Frederick Crews in Skeptic:
In June 2012, the 68-year-old Jerry Sandusky, for three decades a successful and admired assistant to Pennsylvania State University’s legendary football coach, Joe Paterno, was found guilty on 45 counts of child molestation and was remanded to prison for, effectively, the rest of his life. Sandusky was exposed as a serial pedophile on a scarcely imaginable scale, and 10 of his victims—presumably a small sample—were featured in his trial. Penn State would eventually pay $109 million (and counting) in compensation to at least 35 men who had been schoolboys at the time of their reported abuse. And presumably there were hundreds more victims. Since 1977 Sandusky had led a substantial program of his own devising for disadvantaged youth, The Second Mile, that was thought to have served him as a “candy store,” affording opportunities to “groom” neglected boys and then to have his way with them.
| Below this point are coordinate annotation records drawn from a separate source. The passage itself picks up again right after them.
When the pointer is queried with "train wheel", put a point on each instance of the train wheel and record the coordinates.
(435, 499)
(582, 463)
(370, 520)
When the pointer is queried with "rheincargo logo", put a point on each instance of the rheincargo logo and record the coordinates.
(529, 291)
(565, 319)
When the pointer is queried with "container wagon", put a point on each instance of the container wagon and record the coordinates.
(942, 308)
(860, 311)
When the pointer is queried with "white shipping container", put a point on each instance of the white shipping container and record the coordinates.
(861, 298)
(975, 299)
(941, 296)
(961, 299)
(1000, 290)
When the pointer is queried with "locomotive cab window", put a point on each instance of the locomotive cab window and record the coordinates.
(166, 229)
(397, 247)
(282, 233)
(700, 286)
The Sandusky case was so mortifying that it triggered the firing of Penn State’s president, Graham Spanier, a vice president, Gary Schultz, its athletic director, Tim Curley, and the idolized Joe Paterno himself, at age 84 and after 61 years of service, for having abetted Sandusky’s crimes. Specifically, they had failed to take action after one horrific incident had been called to their notice. Paterno died of lung cancer two months after his shaming. Schultz and Curley, later indicted on felony charges, pleaded guilty to a compromise charge of child endangerment, for which they each received a two-year jail sentence (not entirely served). President Spanier protested his innocence but was convicted of the same offense and sentenced to four to 12 months of combined jail time and house arrest.